The following drawings, which are attached in this specification, illustrate preferred embodiments of the present invention, and together with the detailed description of the present invention, serve to further understand the technical spirit of the present invention. It should not be construed as limited to.

1 is a schematic configuration diagram of a cryogenic composite refrigeration system according to the present invention.

Figure 2 is a flow chart of the operation of the first and second compressors applied to the cryogenic composite refrigeration system according to the present invention.

Figure 3 is a flow chart of the operation of the solenoid valve applied to the cryogenic composite refrigeration system according to the present invention.

Figure 4 is an operation diagram according to the temperature control of the first and second compressors applied to the cryogenic composite refrigeration system according to the present invention.

<Explanation of symbols for the main parts of the drawings>

10: Direct Cooling Unit

15: Expansion valve

12,22: first and second compressor

14,24: 1st, 2nd condenser

16, 26: 1st, 2nd expansion valve

18,28: 1st, 2nd evaporator

20: indirect cooling unit

200: control unit

202: temperature sensor

The present invention relates to an ultra low temperature complex refrigeration system and a control method thereof, and more particularly, to an ultra low temperature complex refrigeration system and control method in which a direct cooling method is combined with an indirect cooling method to shorten the return time of a set temperature in a freezer warehouse and reduce power consumption. It is about.

In general, the temperature of the freezer warehouse is rapidly increased because the door must be opened during the entry and export time of the display goods. In particular, in the case of cryogenic freezers that implement freezers below minus 50 degrees, changes in the cooling temperature will degrade the quality of the display goods.

Therefore, in the case of freezing and storing the fish sashimi such as tuna freshness is important, even if the freezing temperature rises it should be dropped to the cooling temperature set in a short time to prevent changes in the meat quality of the frozen product.

Conventionally, a refrigeration system for implementing a cryogenic freezing warehouse used either a direct cooling method or an indirect cooling method. Here, the direct cooling method is a method of cooling the freezer compartment by using an endotherm of the evaporator, and the indirect cooling method is a method of cooling by cooling the cooled cold air.

However, when using these direct and indirect cooling methods individually, there are the following problems.

In the case of the direct cooling method, there is a problem that it takes a long time to return to the set temperature, and in the case of the indirect cooling method, there is a problem of causing dry phenomenon of the display goods.

For this reason, when using the direct and indirect cooling method individually, the freezing temperature is increased due to the inflow of outside air at the time of import and export of goods in the freezer warehouse, the freshness of the display goods is reduced and the quality of meat cannot be prevented.
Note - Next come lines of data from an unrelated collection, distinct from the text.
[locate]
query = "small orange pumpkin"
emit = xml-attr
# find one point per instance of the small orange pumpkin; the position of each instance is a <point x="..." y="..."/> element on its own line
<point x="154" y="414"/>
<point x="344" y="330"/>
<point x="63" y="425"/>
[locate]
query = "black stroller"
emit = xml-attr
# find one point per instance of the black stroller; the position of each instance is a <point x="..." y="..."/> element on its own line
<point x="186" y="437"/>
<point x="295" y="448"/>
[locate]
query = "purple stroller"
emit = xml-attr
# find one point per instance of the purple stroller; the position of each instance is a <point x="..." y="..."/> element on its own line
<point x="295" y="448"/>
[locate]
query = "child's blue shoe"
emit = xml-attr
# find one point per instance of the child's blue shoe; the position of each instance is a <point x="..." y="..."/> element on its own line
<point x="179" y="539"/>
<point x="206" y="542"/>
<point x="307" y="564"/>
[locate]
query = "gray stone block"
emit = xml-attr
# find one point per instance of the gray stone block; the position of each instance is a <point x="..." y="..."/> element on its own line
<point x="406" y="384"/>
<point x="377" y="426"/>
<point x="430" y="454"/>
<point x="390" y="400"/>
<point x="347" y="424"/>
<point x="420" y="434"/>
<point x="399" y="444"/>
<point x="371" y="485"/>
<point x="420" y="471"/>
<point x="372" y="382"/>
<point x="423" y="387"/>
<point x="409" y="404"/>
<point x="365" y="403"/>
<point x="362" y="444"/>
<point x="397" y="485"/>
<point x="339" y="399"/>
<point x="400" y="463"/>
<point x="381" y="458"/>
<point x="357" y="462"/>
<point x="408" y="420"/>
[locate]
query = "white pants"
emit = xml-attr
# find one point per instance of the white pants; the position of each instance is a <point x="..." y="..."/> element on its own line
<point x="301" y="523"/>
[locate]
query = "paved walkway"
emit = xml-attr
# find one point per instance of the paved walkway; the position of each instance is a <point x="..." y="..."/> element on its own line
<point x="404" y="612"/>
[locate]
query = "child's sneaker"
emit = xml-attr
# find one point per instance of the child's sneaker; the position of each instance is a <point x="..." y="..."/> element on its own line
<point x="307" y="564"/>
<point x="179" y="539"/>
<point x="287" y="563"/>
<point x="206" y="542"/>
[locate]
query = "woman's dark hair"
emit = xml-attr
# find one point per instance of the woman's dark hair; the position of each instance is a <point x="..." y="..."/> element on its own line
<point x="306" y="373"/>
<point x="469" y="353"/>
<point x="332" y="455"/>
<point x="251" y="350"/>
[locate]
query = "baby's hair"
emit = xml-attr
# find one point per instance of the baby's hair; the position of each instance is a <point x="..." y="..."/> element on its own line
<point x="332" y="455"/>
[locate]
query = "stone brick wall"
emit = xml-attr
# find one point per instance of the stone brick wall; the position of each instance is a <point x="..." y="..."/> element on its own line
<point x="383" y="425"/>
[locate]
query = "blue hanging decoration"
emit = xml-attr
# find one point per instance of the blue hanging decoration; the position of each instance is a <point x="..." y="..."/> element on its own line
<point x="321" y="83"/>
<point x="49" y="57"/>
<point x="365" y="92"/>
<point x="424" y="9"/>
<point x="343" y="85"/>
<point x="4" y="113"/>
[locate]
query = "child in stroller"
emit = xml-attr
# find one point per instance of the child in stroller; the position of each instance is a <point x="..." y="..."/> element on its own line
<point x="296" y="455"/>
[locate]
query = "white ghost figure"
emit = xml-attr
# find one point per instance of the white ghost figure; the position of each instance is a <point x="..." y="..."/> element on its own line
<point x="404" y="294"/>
Therefore, the present invention was created in view of the above-mentioned circumstances, and combined with the direct cooling method and the indirect cooling method to shorten the return time of the set temperature in the freezer warehouse so that there is no change in freshness or meat quality of the display goods. It is an object of the present invention to provide a cryogenic complex refrigeration system and a control method thereof, which can greatly reduce power consumption.

Hereinafter, exemplary embodiments of the present invention will be described in detail with reference to the accompanying drawings.

1 is a schematic view of implementing a refrigeration system of the inner warehouse 100 according to the present invention.

As illustrated in FIG. 1, the freezer warehouse 100 includes a direct cooling unit 10 and an indirect cooling unit 20.

The direct cooling unit 10 includes a first compressor 12, a first condenser 14, a first expansion valve 16, a first evaporator 18 disposed in the freezing chamber 102 of the freezer warehouse 100 and The solenoid valve 15 is provided between the said 1st condenser 14 and the said 1st expansion valve 16, and opens and closes a refrigerant flow path.

At this time, the first compressor 12, the first condenser 14, the first expansion valve 16, the solenoid valve 15 and the first evaporator 18 are sequentially connected in series.

In order to control the solenoid valve 15, an inlet side of the first compressor 12 is provided with a pressure sensor 11 for measuring a refrigerant pressure.

At this time, the first evaporator 18 is composed of a plurality of unit evaporators 18A, 18B, 18C are interconnected in parallel. In the conceptual diagram, three unit evaporators are configured, but the present invention is not limited to this number and can be increased or decreased.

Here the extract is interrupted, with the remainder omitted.